When God created customers

When God created customers

This is just another Monday morning at Heaven Tech.

Well, actually, this is the very first morning at Heaven Tech and, of course, the first one in the entire history of the Universe.

But let’s stop rambling and get to the point, because we have a disruptive purpose ahead: a new world to create.

The beginning

Heaven Tech kicks off as a one-man show: God gets down to the office and sits at the desk.

C-Level chair? Check. Genesis themed planner? Check. Cutting edge laptop? Check. Gamer headset? Check!

“What have we got for today?”, God thinks.

Of course our Lord starts by making coffee (or should I say ‘creating coffee’?). After all, how on Aether can someone develop an entire Universe without a decent caffeine boost beforehand?

The first five days were pure bliss.

No chat requests. No meetings. No interruptions.

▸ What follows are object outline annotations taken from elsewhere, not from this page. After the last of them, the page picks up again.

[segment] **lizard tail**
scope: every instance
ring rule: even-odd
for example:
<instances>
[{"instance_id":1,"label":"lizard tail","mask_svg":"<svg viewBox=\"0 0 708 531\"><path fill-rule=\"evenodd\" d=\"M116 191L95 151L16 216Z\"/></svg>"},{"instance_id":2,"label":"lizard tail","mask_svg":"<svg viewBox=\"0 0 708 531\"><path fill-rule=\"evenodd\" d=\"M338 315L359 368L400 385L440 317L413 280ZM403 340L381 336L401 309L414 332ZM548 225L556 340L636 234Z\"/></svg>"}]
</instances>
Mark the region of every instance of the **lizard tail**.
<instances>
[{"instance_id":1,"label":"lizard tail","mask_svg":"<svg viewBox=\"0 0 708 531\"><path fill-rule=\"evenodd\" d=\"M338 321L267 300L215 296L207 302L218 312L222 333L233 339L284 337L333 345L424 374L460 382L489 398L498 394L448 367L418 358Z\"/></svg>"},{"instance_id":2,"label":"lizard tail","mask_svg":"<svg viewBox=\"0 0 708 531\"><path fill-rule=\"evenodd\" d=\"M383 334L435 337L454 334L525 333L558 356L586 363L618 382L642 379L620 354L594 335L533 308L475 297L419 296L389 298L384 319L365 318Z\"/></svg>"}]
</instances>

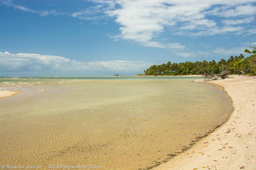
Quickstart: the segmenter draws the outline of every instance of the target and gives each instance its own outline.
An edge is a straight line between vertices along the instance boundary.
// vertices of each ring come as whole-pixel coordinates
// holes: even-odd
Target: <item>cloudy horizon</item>
[[[246,57],[255,3],[0,0],[0,76],[134,75],[169,61]]]

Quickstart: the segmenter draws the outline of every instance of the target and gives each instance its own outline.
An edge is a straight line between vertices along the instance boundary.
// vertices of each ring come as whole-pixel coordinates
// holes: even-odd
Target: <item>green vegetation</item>
[[[256,48],[250,51],[248,49],[244,52],[256,54]],[[253,54],[246,58],[242,54],[235,57],[231,56],[227,60],[222,59],[217,62],[214,60],[207,61],[205,60],[195,62],[171,63],[169,61],[161,65],[153,65],[144,70],[144,74],[138,75],[176,75],[202,74],[208,71],[214,74],[221,73],[224,70],[228,69],[231,74],[256,74],[256,55]]]

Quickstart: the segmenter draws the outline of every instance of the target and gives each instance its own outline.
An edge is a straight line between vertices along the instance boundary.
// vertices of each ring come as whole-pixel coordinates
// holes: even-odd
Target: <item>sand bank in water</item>
[[[234,109],[229,119],[188,150],[155,169],[255,169],[256,78],[232,76],[211,82],[223,87],[232,98]]]
[[[9,97],[18,94],[18,93],[17,92],[12,91],[9,90],[6,91],[0,91],[0,99],[4,99],[7,97]]]
[[[133,75],[126,77],[203,77],[201,75]]]

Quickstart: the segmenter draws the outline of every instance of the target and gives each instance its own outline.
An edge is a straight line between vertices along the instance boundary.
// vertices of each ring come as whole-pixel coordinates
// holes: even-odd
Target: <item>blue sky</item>
[[[0,0],[0,76],[132,75],[227,59],[256,46],[255,14],[256,0]]]

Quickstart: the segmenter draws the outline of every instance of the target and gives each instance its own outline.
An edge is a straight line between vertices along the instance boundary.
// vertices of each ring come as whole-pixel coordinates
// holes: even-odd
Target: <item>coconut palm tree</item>
[[[240,55],[238,56],[238,60],[241,60],[244,58],[244,56],[243,54],[240,54]]]
[[[230,67],[230,69],[234,69],[235,70],[238,70],[238,72],[242,73],[243,75],[244,75],[244,73],[241,70],[242,69],[242,62],[241,61],[234,61],[234,67]]]
[[[231,55],[231,56],[229,58],[228,61],[230,62],[232,62],[234,61],[235,60],[235,57],[234,57],[234,56],[232,55]]]

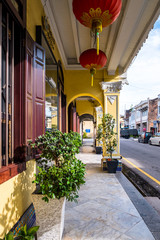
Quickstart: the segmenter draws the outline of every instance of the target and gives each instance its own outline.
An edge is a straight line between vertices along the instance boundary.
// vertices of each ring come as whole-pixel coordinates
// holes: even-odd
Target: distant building
[[[124,113],[124,127],[129,128],[129,117],[131,115],[131,109],[126,110]]]
[[[159,98],[141,101],[127,111],[130,111],[129,128],[153,133],[160,130],[160,95]]]

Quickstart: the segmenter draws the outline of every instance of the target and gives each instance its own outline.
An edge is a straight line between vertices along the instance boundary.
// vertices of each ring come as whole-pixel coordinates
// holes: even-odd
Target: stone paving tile
[[[153,240],[115,175],[101,171],[101,156],[78,158],[87,163],[86,184],[78,204],[66,203],[63,240]]]

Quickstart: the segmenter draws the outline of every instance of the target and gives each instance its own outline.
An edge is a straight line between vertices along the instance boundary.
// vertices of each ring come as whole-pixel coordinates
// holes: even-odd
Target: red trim
[[[8,181],[12,177],[26,170],[26,162],[19,164],[9,164],[0,168],[0,184]]]

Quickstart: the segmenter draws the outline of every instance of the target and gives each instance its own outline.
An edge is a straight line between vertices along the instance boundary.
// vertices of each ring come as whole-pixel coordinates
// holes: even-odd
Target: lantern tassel
[[[97,55],[99,55],[99,32],[97,32]]]
[[[93,74],[91,75],[91,87],[93,87]]]

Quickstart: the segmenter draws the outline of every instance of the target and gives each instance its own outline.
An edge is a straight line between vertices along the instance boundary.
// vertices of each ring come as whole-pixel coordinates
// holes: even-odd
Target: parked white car
[[[155,135],[149,139],[148,143],[152,144],[152,145],[159,145],[160,146],[160,132],[155,133]]]

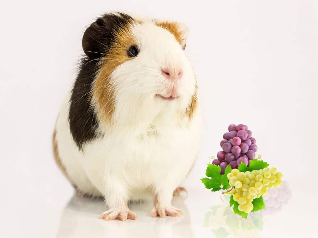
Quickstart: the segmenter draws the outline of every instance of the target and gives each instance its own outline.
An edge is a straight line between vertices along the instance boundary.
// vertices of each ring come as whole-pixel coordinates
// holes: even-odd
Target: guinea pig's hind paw
[[[151,211],[151,216],[154,217],[159,216],[160,217],[164,218],[166,215],[169,216],[180,216],[180,215],[183,215],[182,211],[172,206],[162,207],[156,205],[155,206]]]
[[[173,191],[174,196],[179,196],[180,194],[183,192],[184,192],[187,194],[186,196],[188,196],[188,191],[187,189],[183,187],[178,187]]]
[[[137,216],[134,212],[127,208],[123,208],[109,210],[100,214],[100,218],[105,221],[118,219],[124,221],[127,219],[135,220],[137,219]]]

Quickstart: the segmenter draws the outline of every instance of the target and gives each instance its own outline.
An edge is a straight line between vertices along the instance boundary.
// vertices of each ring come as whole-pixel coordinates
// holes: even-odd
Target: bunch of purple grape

Yes, the perfect working environment: not a single urgent thing to do and 100% focus on Universe development.

Every inanimate object, plant and animal came to life in pure joy, relishing all things as they were created.

There were of course some minor issues, such as tameless volcanoes and unexpected meteors hitting the planet once in a while. But all of those were carefully dealt with by our World Designer, i.e.: beautifully designed ‘404 Not Found’ or ‘500 Internal Server Error’ pages.

So the worldbuilding continued.

Imagination was running free, inspiration was flowing and anything seemed possible in that unique moment.

God was a divine developer, and he was in the zone.

By the end of the fifth day, all systems were running smooth. But then..

On the sixth day

God created the first customer.

Oh, yes!

At first, enthusiastic celebrations took place at Heaven Tech.

-“We have validation! To infinity and beyond! The sky's the limit!” (wait, was the sky the limit? Sorry, we don’t have time to get metaphysical now. This is the Engineering Department, not the Humanities)

-“I can’t believe this Adam guy actually paid for this!” laughed some of God’s first coworkers.

(At this point, I don’t know if implying the Almighty had coworkers will come out a bit inaccurate. But let’s carry on)

Soon after the first customer, the gates to heaven were open: the second came in.

Welcome aboard, Eve!

But as all good things come to an end, later that day the first crisis took place.

-"A bug!"

(Wait, wasn’t it supposed to be a snake?)

Well, from what we know it was something about a big red juicy button that could not be clicked and crashed everything.

-“But if the button was there, why couldn’t we click it?” asked the customers.

-“Well, it’s complicated” replied the developers. “But anyway, we’ll take a look and get back to you.”

Now calm down. No biggie.

The CEO started this business with eons of expertise in the field (you might be wondering what happened with the other startups God had founded some ages ago, but maybe we can talk about that some other time).

In no time, the Almighty took a step back from the artist role and became our Customer Support Hero.

The bug was soon identified, quickly solved and everything became plain green on the screen again.

It may be true that Adam and Eve data disappeared, but what mattered is that the user interface was back and that new customers were coming aboard.

On the seventh day, God tried to rest

Happy endings may be rare, but sometimes there is no ending at all.

The problem solved the day before had been just a prelude to the root cause: a growing customer base without training, orientations or user manual whatsoever.

That mistake resulted in uncountable complaints and chat requests, now flooding like tropical rain in Heaven Tech’s office.

Murders. Famine. Plagues. Wars.

You name it.

Customers were not satisfied and they tried to make themselves heard either by praying or making a fuss.

As usual in tech, many of these issues had not been anticipated in the planning stage.

So now we’re left with a heroic small team trying to deal with angry customers and a (literally) infinite backlog.

Thousands of years later

We are just at the beginning of the 21st century, but it must be already clear by now that we still don’t have a solution.

Thousands of issues come up every second all over the globe.

And even if sometimes it feels like things are getting better, every new year seems like evidence that many of our bugs can already be declared features.

But come on, let’s take it easy.

Every project has its flaws and we’re working in a risky and disruptive environment.

As long as we have billions of single daily visitors, investments will keep flowing and we won’t have to think about making ends meet.

So let’s just have a drink and celebrate, shall we?